The setting sun painted everything gold. This was the hour when travel becomes pilgrimage, when tourism transcends itself. The stones remembered their builders. The river remembered all the faces that had gazed into its waters. The castle remembered its purpose—not just defense or display, but the human impulse to create something beautiful and lasting.

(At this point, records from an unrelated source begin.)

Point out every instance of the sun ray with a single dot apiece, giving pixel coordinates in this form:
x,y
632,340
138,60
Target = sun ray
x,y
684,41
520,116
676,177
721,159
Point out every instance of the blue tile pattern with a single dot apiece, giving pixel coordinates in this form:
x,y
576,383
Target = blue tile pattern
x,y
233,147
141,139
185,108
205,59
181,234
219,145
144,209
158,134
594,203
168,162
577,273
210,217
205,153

I thought of Perchta of Rosenberg, the White Lady whose ghost supposedly walks these corridors still. Born around 1429, daughter of Oldřich II of Rosenberg, she had a happy childhood in these walls before being married off at twenty against her will to Jan of Liechtenstein. Her letters from that hellish marriage survived—ninety-two remarkable documents, some in her own hand, describing years of abuse and pleading with her family for rescue that never came. When her dying husband finally asked forgiveness, she refused. His curse, according to legend, trapped her spirit here. Local residents still report seeing her—a woman in white with keys at her waist, appearing before births and deaths, caring for children when nurses fall asleep. Even the Nazis, according to one story, couldn't unfurl their banners from the tower—Perchta's ghost pointed an accusing finger until the young women dropped the swastikas in fear.
I left understanding something I hadn't expected about power and its aftermath. The Rosenbergs ruled for three centuries until debt—debt!—forced the last lord, Peter Vok, to sell everything to Emperor Rudolf II in 1602. The Eggenbergs followed, then the Schwarzenbergs, until the Communists seized it all in 1947. Each dynasty believed they were building for eternity. Each was undone by the same forces that built them: ambition, money, politics.

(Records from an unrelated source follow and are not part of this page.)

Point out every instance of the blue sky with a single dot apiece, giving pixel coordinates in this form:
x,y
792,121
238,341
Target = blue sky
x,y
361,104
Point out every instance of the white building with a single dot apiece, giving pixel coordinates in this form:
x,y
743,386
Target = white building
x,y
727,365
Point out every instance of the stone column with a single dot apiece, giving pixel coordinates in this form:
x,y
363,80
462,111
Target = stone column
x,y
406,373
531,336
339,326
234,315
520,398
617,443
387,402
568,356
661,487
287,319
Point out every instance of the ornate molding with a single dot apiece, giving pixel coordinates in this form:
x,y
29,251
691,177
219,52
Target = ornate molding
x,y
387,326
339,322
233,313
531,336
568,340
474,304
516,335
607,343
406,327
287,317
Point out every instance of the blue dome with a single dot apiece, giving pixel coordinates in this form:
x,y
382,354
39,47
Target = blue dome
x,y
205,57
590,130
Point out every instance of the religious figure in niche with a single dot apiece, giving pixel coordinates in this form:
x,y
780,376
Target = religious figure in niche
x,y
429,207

The real revelation wasn't about preservation or authenticity. It was about the stubborn persistence of ordinary life beneath the grand narratives. While lords schemed and empires rose and fell, someone had to sweep the courtyards, tend the bears, light the theater candles, serve the goulash. Today's sixty -year-old waitress speaking four languages, yesterday's scullery maid speaking only one—separated by centuries, united by the simple fact of getting on with it while history happened around them.
The last tour group gathered around their plastic sunflower. Forty-three strangers who would remember this place differently, each taking away their own version of what they'd seen. The guide counted heads, checked watches, pointed toward the bus. Tomorrow there would be another group, another day, another performance. But tonight, the castle belonged to itself again.